The news of war in Ukraine is gradually drifting from our television screens. Some have said that they can no longer bear to watch images of such terrible suffering night after night on the news; the suffering of people who, until a few months ago, lived in a prosperous society very like our own.
The media, always alert to its role of mirroring the concerns of their audience, can quickly turn a blind eye.
However, one image of that suffering may remain imprinted on the memory. It is of a line of captured Ukrainian civilians crossing a quiet street. They are in single file, bowed down, each holding onto the coat of the one in front. Moments later, they have been taken out of sight behind a vacant house and executed, their bodies left like bundles of clothes on the ground.
What may come to mind if you have seen Ingmar Bergman’s film, The Seventh Seal, is the closing shot of a group of people against the horizon, holding hands as they are led by Death across the screen.
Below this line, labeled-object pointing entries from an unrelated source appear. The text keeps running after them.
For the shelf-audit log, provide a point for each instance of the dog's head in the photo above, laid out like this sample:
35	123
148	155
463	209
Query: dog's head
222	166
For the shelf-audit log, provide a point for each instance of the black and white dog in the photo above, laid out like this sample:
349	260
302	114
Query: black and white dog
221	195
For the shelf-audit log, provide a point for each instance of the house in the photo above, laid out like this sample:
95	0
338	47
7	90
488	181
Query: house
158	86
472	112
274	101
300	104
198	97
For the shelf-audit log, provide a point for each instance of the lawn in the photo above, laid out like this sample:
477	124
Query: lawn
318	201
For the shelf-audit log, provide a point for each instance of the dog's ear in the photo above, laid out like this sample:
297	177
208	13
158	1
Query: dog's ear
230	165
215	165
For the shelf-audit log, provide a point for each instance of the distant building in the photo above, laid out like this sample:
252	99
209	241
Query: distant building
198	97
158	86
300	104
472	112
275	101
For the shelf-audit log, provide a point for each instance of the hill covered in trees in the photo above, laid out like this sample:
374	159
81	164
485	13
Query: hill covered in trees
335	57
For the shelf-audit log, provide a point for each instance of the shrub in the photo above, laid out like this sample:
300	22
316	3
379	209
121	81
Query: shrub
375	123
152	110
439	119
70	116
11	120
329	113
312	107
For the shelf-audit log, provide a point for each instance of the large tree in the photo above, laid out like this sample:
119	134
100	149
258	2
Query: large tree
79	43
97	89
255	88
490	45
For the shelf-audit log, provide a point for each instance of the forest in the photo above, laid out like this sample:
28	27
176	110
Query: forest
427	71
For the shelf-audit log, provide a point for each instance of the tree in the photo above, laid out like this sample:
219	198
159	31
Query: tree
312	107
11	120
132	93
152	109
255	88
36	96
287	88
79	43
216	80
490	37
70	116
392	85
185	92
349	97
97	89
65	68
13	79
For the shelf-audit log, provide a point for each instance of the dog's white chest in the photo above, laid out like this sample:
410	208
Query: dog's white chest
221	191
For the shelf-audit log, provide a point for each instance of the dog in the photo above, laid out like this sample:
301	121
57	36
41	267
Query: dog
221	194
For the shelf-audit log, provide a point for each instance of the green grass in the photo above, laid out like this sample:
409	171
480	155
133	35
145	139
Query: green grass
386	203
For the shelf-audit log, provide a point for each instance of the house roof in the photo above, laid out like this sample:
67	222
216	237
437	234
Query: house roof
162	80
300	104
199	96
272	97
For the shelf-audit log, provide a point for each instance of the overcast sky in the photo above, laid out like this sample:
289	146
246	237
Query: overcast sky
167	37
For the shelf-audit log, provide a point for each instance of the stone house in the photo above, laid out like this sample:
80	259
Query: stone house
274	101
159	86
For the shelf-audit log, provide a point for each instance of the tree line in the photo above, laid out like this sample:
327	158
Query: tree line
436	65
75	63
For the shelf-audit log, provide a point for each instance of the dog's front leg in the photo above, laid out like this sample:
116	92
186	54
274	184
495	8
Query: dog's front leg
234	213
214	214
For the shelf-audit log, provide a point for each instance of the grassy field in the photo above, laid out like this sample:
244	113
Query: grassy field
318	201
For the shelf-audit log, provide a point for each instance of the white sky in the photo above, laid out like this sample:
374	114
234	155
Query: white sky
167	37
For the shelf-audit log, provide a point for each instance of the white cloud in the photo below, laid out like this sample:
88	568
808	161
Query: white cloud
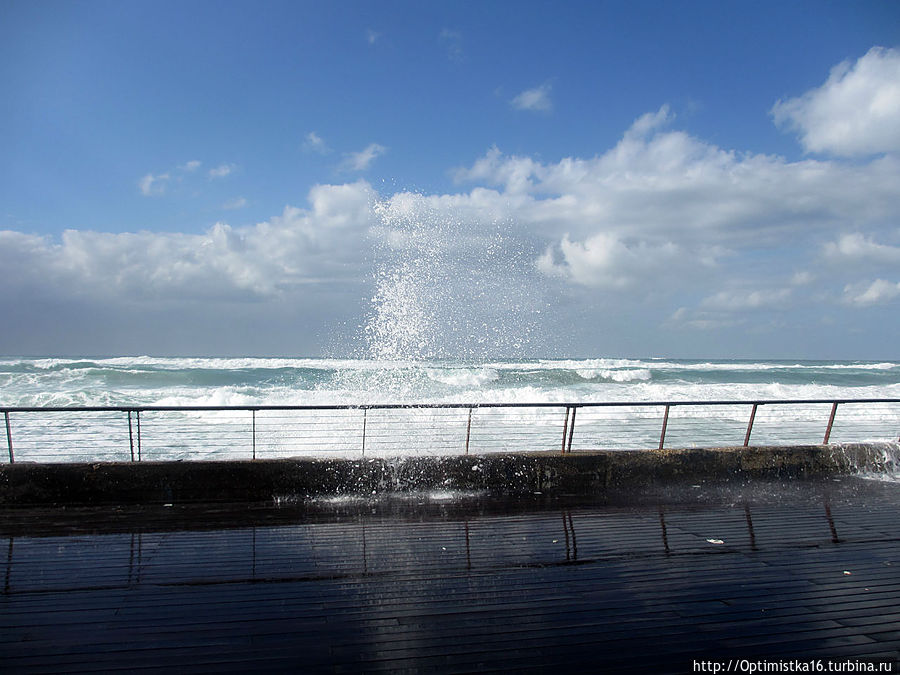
221	171
315	143
859	248
876	293
360	161
537	99
323	243
604	261
233	204
153	185
855	112
740	300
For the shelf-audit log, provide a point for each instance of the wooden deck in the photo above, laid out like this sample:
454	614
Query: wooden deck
426	583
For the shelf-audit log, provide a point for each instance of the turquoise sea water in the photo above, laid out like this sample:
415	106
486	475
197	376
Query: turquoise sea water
147	380
144	382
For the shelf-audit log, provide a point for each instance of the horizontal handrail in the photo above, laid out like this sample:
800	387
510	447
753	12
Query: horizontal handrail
600	424
403	406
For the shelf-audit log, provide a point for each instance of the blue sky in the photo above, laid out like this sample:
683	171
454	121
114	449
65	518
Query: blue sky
674	178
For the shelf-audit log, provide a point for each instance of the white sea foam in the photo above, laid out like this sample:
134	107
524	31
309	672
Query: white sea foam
463	377
630	375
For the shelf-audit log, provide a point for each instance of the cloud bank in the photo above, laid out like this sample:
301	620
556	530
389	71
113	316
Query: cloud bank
707	236
855	113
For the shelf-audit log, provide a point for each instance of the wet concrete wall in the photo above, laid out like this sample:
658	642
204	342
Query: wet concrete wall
299	478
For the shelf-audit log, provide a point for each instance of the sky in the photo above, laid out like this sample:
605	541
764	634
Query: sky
690	179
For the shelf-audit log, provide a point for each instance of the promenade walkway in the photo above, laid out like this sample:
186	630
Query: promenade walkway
441	582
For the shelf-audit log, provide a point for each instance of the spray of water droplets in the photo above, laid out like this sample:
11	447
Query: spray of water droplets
447	287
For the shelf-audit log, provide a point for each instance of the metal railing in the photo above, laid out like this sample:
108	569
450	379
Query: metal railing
138	433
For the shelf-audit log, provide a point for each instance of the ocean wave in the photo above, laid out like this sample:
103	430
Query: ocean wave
632	375
458	377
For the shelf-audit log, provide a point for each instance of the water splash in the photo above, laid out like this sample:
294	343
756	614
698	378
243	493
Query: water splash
875	461
447	287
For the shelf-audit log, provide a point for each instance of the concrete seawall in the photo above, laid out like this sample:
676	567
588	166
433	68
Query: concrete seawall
521	473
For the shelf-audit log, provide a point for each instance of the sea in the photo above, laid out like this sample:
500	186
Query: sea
212	381
697	390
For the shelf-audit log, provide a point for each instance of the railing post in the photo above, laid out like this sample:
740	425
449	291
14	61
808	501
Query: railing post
750	425
12	457
830	423
662	434
571	430
139	434
468	431
253	431
365	418
130	436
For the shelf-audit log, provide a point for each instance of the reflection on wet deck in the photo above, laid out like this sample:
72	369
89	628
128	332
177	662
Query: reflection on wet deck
465	584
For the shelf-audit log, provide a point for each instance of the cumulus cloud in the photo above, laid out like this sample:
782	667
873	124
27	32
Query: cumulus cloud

His film of course, is set in fourteenth century Europe as the Black Death raged across Europe, killing one in three of the population.
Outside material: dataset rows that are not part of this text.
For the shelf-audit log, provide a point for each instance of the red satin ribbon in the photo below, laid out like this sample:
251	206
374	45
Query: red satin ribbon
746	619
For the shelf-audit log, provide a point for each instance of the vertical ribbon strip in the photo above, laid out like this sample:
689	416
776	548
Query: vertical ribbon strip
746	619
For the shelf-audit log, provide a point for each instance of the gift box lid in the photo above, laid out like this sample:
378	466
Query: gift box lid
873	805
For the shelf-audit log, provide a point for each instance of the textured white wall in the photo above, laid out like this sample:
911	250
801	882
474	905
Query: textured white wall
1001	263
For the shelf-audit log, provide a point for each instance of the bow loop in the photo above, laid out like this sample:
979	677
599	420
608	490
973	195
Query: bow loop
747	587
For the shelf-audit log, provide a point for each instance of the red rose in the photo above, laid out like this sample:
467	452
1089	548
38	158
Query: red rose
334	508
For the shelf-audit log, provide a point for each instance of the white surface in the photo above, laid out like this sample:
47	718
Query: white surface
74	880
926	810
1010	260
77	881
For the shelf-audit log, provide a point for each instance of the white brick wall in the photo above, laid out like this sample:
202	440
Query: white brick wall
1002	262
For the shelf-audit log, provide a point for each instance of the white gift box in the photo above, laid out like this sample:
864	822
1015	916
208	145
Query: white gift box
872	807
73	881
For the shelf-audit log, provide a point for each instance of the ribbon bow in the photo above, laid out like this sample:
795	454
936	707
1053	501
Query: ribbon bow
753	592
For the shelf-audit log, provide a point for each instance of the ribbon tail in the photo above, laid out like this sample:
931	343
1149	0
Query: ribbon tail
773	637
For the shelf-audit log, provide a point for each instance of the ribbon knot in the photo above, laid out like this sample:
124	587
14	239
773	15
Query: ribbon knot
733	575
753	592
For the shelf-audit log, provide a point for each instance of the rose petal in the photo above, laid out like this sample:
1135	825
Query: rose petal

Both images are profoundly troubling.
In this time, when every tragedy happening across the world is there on our television screens, how do we hold it all together – our ordinary, largely peaceful, everyday lives and the terrible events happening to our human family somewhere ‘over there’. Can we continue to hold images of gaunt Ethiopian women holding their skeletal children, without eventually turning away – feeling helpless?
Somehow, we need to hold it all together, without rejecting either what we may see as our own fortunate lifestyle (although it has its own huge problems) and the chaos created somewhere by poor government or global oppression and corrupt practices.
We can hold all our human family in our heart (as well as making financial or other practical contributions). The important thing, I think, is to keep remembering them as we go about this business of daily living; to keep them in mind and in prayer without becoming hopeless, knowing that we commend them to a Heart and Consciousness that is intimately part of our human existence.